Dall'altra parte ci fu il silenzio per qualche secondo, come se lui stesse ancora decidendo se parlare o meno.

«Lo ammetto, ero vicino a casa tua, la sera in cui hai trovato la scatola. Ma non sono stato io a mettercela.»

Hester avvertì l'impulso bruciante di sbriciolare il telefono. Lo strinse nella sua mano, ascoltando il suono delle unghie che grattavano il bordo della cover. Aveva richiuso le falangi sull'oggetto, lasciandole strisciare sulla sua superficie.

«Senti, Volevo solo dirti questo. Non mi rifarò sentire, se è questo che vuoi. Ma volevo farti sapere che, chiunque abbia messo quella scatola in casa, io non c'entro niente.»

Le parole che Noah aveva appena pronunciato rimbombarono dentro di lei a lungo, prima che riuscisse a metabolizzarle.

«D'accordo» disse alla fine, con voce incolore. «Ciao», riattaccò senza neanche aspettare una vera risposta.

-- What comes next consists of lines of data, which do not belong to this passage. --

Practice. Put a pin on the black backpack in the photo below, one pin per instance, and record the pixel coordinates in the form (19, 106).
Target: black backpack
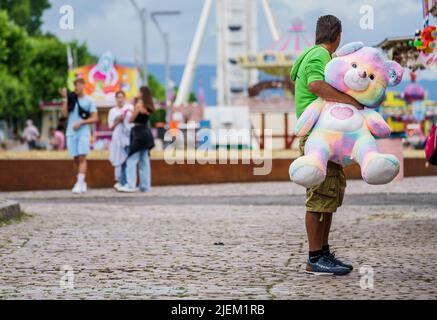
(73, 99)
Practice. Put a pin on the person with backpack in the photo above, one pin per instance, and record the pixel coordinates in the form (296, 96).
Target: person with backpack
(81, 112)
(431, 146)
(141, 142)
(118, 121)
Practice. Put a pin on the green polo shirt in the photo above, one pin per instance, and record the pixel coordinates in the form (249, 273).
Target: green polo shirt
(309, 67)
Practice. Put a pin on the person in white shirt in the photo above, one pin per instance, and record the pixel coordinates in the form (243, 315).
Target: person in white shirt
(118, 121)
(31, 134)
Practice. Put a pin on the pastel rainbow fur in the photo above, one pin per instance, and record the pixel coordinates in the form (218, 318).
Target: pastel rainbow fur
(341, 133)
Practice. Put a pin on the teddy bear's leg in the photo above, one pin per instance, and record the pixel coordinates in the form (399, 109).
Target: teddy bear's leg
(376, 168)
(310, 170)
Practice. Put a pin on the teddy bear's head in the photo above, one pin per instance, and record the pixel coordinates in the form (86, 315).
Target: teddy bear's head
(363, 73)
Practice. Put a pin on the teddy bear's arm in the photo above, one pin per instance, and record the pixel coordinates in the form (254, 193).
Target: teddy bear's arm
(309, 118)
(376, 124)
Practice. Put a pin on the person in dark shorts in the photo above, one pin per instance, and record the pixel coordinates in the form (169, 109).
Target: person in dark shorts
(322, 200)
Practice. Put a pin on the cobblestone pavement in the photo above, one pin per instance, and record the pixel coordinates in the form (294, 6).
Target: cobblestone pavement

C'era qualcuno lì. L'ho visto entrare nell'edificio, ma non sono riuscito a capire chi fosse.

L'immagine che la sua mente stava producendo era così sinistra che si rifiutava anche di accettarla. Come in una fotografia appena stampata, i tratti di James presero forma nella sua testa. La sua sagoma che si muoveva nel buio, un cappuccio calato sui capelli neri, lui che entrava in casa sua – Dio solo sapeva come – e metteva quella scatola sul davanzale. Le sembrò di vederlo nella sua testa mentre, magari, la comprava in un negozio di antiquariato, scegliendola con attenzione, lasciando scivolare il gelo dei suoi occhi su ogni pezzo esposto. Lo immaginò cercare quello perfetto, quello che più lo rappresentava. E poi ancora, lui che percorreva il lungo corridoio del suo appartamento, o la sua camera mentre lei dormiva. Silenzioso, invisibile. Avrebbe potuto ucciderla, uccidere Matthew. Forse aveva provato l'impulso di farlo.

Chiuse gli occhi per un istante; sospirò, mentre un principio di emicrania le si diramava dal naso fino a tutta la fronte. Aveva la sensazione che il suo cervello stesse scoppiando.